Species are confined within spatial boundaries, which may be determined by various factors. An understudied one is the genetic non-independence of traits, which can reduce the adaptive potential. We tested this hypothesi...Species are confined within spatial boundaries, which may be determined by various factors. An understudied one is the genetic non-independence of traits, which can reduce the adaptive potential.

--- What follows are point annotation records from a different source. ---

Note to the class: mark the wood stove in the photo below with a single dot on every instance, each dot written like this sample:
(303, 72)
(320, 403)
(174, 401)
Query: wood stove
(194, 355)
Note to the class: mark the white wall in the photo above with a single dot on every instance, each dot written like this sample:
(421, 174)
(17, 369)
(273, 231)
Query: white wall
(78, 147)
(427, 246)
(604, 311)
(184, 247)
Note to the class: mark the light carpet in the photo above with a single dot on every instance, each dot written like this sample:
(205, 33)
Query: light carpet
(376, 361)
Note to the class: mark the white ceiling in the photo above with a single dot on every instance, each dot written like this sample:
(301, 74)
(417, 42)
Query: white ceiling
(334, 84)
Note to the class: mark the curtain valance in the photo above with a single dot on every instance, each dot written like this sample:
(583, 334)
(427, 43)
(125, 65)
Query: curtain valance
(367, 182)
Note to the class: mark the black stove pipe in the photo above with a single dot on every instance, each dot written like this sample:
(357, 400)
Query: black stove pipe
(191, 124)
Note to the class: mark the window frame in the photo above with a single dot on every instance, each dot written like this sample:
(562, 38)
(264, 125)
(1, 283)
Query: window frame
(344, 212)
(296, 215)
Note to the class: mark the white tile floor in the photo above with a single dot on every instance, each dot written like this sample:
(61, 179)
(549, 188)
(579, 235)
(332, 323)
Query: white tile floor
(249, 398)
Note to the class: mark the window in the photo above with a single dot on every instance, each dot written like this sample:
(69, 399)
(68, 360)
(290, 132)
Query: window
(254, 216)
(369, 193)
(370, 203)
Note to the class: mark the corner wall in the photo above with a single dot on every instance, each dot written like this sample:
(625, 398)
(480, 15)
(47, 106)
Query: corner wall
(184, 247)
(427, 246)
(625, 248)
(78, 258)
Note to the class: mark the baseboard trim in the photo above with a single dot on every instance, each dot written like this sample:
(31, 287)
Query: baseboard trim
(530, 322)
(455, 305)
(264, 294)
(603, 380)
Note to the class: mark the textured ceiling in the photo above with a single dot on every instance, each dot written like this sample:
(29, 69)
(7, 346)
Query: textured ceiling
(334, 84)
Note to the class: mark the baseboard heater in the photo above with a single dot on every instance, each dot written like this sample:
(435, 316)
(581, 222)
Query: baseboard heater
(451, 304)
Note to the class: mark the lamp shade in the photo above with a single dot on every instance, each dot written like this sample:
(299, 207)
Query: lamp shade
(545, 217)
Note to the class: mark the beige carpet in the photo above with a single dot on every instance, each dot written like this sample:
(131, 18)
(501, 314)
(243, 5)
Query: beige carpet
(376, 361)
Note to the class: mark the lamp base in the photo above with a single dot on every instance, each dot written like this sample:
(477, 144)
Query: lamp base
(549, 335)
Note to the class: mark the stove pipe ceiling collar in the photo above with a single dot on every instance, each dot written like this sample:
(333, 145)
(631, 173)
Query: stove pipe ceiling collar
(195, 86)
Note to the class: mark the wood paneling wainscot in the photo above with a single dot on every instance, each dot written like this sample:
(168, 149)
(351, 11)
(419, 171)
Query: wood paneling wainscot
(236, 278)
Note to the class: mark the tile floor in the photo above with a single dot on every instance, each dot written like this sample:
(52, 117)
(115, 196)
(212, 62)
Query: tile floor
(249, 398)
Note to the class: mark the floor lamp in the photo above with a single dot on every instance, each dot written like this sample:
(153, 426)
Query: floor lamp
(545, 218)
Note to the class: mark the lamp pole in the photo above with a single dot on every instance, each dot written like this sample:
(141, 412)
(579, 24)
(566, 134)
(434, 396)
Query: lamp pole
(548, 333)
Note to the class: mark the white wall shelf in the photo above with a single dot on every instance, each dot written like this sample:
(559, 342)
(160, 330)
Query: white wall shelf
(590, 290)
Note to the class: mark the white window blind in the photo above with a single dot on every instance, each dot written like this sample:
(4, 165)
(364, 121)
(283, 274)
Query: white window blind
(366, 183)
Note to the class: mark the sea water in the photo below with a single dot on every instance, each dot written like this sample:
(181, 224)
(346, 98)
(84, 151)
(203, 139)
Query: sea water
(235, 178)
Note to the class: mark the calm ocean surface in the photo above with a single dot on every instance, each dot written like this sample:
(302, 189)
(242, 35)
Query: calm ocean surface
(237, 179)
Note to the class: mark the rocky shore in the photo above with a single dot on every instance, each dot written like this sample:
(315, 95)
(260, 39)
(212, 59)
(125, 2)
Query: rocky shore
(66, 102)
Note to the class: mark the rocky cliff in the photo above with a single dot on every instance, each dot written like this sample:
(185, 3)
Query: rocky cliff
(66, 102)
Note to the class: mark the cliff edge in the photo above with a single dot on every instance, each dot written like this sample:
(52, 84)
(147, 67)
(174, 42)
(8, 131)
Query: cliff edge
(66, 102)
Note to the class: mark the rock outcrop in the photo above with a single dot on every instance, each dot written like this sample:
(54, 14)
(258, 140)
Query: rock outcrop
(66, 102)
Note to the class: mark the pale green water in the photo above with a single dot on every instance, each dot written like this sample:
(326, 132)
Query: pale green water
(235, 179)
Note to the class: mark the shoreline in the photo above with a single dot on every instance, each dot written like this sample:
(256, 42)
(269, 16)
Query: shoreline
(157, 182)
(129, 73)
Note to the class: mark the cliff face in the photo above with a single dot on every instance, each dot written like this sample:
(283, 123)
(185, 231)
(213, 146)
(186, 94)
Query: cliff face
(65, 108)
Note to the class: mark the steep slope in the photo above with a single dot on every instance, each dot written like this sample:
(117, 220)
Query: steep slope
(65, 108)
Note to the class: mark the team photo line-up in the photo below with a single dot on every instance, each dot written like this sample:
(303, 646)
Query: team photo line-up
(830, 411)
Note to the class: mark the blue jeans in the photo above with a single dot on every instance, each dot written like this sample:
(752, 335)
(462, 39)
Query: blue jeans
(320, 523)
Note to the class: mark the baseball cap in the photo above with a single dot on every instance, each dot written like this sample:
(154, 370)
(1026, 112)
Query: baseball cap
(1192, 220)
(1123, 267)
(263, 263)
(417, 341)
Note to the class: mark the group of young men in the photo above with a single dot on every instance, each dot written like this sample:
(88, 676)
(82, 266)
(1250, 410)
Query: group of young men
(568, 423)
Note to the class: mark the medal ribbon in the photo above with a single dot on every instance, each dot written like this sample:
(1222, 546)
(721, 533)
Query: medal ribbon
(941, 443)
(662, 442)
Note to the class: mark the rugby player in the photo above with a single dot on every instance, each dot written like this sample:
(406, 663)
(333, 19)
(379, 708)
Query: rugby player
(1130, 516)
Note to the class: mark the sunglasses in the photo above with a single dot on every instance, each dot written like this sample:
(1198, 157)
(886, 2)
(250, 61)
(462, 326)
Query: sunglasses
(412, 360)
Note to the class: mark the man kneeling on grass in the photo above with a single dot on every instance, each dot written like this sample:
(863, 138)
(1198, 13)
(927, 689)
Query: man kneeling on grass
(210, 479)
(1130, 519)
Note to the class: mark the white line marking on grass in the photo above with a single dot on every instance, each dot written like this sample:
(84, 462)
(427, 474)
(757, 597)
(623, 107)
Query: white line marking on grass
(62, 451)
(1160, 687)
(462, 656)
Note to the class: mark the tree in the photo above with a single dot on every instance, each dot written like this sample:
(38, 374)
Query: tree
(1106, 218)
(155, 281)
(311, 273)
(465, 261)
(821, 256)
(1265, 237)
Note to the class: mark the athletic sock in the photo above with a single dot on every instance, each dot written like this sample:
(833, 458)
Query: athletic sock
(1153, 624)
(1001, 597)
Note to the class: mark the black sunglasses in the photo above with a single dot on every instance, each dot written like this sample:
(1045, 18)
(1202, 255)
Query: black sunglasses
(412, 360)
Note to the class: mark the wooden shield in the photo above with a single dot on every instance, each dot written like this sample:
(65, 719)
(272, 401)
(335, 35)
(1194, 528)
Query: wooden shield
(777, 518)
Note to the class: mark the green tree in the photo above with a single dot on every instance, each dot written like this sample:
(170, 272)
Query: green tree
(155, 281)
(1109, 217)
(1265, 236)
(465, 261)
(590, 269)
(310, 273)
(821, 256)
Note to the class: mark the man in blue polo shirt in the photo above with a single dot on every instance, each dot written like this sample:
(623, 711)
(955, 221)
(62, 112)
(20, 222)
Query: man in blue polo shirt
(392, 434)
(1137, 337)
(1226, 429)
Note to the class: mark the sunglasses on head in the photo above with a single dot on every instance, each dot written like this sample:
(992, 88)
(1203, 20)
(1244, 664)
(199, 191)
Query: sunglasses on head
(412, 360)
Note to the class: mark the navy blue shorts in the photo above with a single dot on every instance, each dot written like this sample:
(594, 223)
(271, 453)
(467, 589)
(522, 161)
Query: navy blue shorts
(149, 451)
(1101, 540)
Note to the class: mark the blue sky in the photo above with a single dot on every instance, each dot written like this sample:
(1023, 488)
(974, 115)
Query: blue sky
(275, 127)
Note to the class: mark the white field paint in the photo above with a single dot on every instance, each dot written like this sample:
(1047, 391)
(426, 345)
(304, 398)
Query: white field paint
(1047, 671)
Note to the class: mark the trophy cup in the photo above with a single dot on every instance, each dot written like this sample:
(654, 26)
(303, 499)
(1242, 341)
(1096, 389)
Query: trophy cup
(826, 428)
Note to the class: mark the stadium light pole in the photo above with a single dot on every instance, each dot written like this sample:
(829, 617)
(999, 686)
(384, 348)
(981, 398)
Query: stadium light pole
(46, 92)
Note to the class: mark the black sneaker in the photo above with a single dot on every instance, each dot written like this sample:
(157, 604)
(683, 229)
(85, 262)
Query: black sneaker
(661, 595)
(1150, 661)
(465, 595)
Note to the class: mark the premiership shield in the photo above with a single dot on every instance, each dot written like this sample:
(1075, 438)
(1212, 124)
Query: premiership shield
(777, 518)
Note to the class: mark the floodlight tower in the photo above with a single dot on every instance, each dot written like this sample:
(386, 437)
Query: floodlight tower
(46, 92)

We tested this hypothesis on elevational gradients, where environmental change occurs over short geographic distances. We collected seeds of three montane and three alpine Brassicaceae species, each from its core and both the lower and upper range edges, and reared offspring plants of matrilines in the greenhouse under two thermal treatments: warm and control. We measured key growth and leaf traits that diverge across elevation in Brassicaceae and estimated the genetic covariance (G-)matrix for each population and growth treatment. Genetic variances were reduced in lower-edge populations of montane species, while those of alpine species did not differ over the elevational gradients but were consistently low. Genetic integration-the reduction in evolvability due to genetic covariances-differed little over the elevational gradients and was generally strong. Similarly, the evolutionary potential ("evolvability") varied little and was low across populations. Finally, populations had substantial genetic variation in the direction of divergence along elevational gradients. Overall, our findings suggest that substantial genetic integration restricts population divergence along certain trait axes and reduces the evolutionary potential, which may hinder the evolution of species' ranges.